Pour les Romantiques, le poète dramatique est d’abord un esprit libre, un être doué
d’une sensibilité exceptionnelle, dont la force créative doit pouvoir s’épanouir sans
restriction de genre (noble ou bas), et trouver matière à inspiration dans toute la
richesse et toute la diversité du spectacle du monde.
- traits généraux du drame romantique :
Le drame romantique s'affirme avant tout comme une révolution par rapport aux formes
et aux idées qui l'ont précédé. Il se veut une révolution historique, ou mieux historiciste.
Dans tous les pays, la première revendication d'un auteur de théâtre romantique est en
effet de prendre en compte la transformation actuelle de la société, en se référant à des
moments antérieurs décisifs du passé national, ou même du passé d'autres nations
(ainsi, dans le Ruy Blas de Victor Hugo (1838), la décadence de la monarchie espagnole
du XVIIe siècle éclaire celle de la monarchie de Louis-Philippe).
Si l’on tâche de préciser, on dira que la véritable nouveauté du drame romantique réside
dans la prise en compte de l'histoire comme mouvement imprimé à la totalité d'une
société
(à ce titre, on peut penser que la publication en 1807, de La phénoménologie de
l’Esprit, par Hegel, joue un rôle important).
Comme dans Shakespeare, il faut montrer une histoire qui ne se fait pas seulement dans
les antichambres de palais, mais dans les campagnes et les places publiques. Le drame,
contrairement à la tragédie, requiert une histoire totale. D’où le gigantisme d’un certain
nombre d’œuvres romantiques : mettre en scène le mouvement d'une société implique
en effet l'obligation de se débarrasser du carcan des fameuses trois unités du théâtre
classique, en montrant l'impact des événements en des lieux divers, et en assurant au
récit une certaine suite temporelle qui excède les vingt-quatre heures classiques.

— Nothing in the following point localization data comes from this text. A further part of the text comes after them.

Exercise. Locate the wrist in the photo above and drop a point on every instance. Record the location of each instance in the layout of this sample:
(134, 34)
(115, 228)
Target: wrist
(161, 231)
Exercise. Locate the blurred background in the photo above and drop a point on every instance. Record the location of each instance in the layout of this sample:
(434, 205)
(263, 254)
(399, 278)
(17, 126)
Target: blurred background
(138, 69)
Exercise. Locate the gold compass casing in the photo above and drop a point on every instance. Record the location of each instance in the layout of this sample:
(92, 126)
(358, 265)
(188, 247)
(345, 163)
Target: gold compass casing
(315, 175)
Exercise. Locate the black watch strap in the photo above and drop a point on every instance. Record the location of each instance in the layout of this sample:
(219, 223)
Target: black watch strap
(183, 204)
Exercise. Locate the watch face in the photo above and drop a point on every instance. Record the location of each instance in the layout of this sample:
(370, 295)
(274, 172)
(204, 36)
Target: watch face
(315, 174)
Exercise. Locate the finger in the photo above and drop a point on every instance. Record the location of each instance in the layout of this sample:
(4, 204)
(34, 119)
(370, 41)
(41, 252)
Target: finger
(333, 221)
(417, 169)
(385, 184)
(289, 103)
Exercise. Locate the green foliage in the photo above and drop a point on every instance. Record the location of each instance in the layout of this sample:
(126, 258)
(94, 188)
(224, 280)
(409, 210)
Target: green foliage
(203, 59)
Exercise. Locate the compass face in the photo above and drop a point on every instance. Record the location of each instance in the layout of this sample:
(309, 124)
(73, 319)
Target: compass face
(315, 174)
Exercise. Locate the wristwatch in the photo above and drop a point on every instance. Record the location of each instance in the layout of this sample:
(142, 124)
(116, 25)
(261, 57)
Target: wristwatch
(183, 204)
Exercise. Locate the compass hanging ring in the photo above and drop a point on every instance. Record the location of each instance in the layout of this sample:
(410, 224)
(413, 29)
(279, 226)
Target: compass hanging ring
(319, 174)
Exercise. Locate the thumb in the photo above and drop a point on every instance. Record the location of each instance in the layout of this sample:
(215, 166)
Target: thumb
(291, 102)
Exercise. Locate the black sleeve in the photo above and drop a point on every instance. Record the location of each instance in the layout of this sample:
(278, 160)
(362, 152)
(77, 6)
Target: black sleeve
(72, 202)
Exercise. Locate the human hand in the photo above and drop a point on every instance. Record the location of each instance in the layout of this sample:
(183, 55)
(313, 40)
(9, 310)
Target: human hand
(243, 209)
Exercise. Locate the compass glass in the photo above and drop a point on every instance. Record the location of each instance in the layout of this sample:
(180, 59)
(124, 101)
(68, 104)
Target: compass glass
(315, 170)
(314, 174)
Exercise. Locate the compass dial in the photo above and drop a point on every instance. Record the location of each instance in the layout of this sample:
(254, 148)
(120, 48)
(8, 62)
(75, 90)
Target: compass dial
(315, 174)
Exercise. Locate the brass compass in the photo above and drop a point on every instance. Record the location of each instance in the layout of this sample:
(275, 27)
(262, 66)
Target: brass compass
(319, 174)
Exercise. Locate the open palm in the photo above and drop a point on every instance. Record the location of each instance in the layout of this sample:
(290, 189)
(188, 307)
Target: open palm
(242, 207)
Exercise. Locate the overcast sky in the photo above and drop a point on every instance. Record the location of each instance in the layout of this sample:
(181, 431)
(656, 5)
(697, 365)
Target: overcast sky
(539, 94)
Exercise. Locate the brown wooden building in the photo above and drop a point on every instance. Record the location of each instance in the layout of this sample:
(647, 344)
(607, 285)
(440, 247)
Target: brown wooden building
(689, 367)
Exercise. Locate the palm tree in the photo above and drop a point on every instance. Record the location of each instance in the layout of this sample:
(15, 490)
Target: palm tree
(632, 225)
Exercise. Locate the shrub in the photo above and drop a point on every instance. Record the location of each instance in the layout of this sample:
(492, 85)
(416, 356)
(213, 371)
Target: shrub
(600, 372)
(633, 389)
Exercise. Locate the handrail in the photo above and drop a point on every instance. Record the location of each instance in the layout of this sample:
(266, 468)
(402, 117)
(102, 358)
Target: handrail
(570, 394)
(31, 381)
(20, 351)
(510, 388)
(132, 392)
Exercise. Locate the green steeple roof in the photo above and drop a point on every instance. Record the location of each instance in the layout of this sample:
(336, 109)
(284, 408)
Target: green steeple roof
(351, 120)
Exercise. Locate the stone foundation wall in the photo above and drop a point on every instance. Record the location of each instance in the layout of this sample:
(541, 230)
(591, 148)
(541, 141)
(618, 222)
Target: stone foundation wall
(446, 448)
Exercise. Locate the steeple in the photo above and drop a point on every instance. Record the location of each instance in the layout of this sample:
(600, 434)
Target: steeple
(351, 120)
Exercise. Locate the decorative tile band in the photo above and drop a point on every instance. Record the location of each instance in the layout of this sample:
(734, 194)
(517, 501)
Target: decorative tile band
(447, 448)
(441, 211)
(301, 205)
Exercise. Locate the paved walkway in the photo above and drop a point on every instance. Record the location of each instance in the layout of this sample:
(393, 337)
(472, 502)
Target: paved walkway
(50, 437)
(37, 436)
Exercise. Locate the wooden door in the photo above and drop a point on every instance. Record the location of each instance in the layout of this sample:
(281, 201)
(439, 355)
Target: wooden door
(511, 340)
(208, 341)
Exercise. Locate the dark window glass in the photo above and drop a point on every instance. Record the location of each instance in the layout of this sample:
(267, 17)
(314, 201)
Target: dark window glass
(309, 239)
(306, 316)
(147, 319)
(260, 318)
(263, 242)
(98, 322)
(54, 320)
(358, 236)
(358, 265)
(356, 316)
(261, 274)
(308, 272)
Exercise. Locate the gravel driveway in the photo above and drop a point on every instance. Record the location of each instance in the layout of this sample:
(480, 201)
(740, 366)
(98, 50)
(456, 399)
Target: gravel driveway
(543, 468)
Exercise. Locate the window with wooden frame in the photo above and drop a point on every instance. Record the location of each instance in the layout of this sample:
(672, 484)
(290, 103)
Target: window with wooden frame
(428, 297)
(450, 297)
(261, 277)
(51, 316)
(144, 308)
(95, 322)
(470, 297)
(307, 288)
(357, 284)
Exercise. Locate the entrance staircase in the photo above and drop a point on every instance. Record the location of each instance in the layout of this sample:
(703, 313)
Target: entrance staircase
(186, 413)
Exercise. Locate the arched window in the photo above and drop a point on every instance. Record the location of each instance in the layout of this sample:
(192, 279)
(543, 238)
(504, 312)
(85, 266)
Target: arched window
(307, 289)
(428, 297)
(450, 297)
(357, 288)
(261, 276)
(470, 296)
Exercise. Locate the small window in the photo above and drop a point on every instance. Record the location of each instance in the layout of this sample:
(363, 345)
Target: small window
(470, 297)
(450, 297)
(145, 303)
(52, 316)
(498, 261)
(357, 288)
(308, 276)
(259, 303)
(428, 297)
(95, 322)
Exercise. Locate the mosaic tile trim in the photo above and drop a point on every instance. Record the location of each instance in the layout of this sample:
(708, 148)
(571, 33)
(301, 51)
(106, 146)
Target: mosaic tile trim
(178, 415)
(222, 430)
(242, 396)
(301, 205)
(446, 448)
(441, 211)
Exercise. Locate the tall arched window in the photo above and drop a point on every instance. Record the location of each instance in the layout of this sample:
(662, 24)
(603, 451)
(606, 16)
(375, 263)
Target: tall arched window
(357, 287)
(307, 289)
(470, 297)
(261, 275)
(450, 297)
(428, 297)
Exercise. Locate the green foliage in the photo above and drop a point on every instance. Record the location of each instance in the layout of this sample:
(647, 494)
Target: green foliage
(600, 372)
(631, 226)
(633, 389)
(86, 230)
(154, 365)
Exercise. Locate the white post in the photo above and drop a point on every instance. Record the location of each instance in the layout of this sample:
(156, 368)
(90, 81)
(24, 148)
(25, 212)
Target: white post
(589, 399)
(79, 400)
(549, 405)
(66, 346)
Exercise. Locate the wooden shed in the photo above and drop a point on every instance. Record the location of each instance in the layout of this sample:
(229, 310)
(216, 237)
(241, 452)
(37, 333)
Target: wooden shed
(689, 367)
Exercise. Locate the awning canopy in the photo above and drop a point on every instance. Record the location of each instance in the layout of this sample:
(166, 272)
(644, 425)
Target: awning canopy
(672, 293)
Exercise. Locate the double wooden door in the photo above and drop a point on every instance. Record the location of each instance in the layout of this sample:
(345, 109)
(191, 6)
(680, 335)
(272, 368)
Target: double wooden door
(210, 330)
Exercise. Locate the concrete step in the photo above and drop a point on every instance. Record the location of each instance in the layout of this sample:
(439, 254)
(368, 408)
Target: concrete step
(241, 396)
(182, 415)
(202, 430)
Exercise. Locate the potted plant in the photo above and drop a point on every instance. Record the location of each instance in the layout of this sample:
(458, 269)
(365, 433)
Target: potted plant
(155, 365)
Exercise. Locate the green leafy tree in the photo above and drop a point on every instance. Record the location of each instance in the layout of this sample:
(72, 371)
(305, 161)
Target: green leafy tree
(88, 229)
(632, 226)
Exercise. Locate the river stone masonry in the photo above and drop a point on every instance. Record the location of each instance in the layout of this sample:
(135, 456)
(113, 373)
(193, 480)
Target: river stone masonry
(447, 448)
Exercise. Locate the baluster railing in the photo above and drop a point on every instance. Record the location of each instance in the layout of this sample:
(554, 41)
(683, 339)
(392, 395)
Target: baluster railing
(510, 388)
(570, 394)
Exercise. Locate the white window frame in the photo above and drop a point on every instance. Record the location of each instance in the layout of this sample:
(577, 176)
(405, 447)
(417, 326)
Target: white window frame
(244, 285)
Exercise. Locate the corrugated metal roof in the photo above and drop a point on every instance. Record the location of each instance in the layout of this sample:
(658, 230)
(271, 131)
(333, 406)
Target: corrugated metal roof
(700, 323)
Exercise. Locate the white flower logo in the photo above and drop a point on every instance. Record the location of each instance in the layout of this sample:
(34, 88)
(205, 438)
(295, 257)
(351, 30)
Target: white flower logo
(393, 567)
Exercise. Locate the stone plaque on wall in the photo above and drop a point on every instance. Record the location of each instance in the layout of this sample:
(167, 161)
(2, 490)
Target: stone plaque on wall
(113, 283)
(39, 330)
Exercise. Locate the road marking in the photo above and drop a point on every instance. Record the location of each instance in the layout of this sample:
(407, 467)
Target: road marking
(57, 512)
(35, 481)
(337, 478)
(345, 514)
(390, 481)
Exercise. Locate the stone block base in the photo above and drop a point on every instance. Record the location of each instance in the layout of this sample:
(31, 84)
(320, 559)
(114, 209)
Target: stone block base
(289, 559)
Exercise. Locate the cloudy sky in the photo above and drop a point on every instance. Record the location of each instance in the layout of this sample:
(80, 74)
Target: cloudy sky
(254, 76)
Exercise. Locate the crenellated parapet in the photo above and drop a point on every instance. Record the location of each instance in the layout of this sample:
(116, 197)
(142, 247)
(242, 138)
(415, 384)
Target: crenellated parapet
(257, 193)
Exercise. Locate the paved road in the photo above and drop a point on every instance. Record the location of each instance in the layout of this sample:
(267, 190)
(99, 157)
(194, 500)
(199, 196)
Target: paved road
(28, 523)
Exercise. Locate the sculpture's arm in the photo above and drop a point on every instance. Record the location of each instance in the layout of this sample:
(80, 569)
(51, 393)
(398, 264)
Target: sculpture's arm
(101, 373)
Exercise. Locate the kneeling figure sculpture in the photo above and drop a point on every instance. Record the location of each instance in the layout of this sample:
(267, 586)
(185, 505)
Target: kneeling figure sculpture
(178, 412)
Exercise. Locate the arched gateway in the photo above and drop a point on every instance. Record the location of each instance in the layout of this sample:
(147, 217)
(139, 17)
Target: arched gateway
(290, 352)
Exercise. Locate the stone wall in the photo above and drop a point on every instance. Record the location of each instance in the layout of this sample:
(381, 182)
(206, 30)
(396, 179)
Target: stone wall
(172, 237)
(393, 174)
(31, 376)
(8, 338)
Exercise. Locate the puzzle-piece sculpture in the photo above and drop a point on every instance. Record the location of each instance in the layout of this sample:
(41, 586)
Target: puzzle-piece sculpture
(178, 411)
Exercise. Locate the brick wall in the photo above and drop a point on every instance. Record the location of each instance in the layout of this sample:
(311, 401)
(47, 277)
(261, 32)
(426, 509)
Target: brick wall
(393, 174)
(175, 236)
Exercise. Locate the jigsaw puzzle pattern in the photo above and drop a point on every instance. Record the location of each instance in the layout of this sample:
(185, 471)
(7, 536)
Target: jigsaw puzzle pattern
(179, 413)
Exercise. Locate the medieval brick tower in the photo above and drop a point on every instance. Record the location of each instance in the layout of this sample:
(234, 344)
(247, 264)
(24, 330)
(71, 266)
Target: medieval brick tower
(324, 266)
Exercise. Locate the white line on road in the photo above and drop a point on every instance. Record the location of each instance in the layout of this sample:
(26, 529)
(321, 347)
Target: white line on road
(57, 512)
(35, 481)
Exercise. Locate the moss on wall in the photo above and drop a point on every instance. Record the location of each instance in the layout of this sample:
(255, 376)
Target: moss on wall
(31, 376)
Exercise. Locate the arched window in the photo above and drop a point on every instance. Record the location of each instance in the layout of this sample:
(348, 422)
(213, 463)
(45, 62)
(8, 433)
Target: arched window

Comme on a commencé à le noter, le drame romantique s'inscrit à l'intérieur d'une
révolution philosophique qui n’est pas sans paradoxe : si sa première visée est d'écrire
l'histoire comme totalité d'un peuple, il est aussi lié à la grande poussée d'individualisme
qui caractérise, en Europe, la fin du XVIIIe siècle et le XIXe. C'est le temps du moi, du
héros placé au centre du récit qui s'affirme à la fois comme sujet d'une conscience et
d'une action.
Le schéma type du drame romantique est celui du héros qui affronte le monde, tente d'y
laisser sa marque et se brise contre ses lois (Danton, Hernani, Lorenzo). Par ce biais, le
drame romantique rejoint la tragédie antique, qui repose sur la confrontation du héros et
de la Cité. Mais avec cette différence que, dans le drame romantique, ce n'est pas la
Cité, mais le héros qui se trouve valorisé – jusque dans son échec.
Le drame romantique se caractérise, enfin, par un effort de vérité historique, qui se
manifeste aussi bien dans la compréhension en profondeur des luttes (La Mort de Danton
de Büchner) que dans l'attention aux détails de la vie concrète du passé. D’ailleurs, les
auteurs romantiques sont les premiers à accorder autant d’importance à la construction
d'images visuelles frappantes et à substituer, à la logique des scènes, le principe de
tableaux. Ce dernier point, cependant, est aussi la raison profonde des difficultés que
connaîtra le drame romantique du XIXe siècle.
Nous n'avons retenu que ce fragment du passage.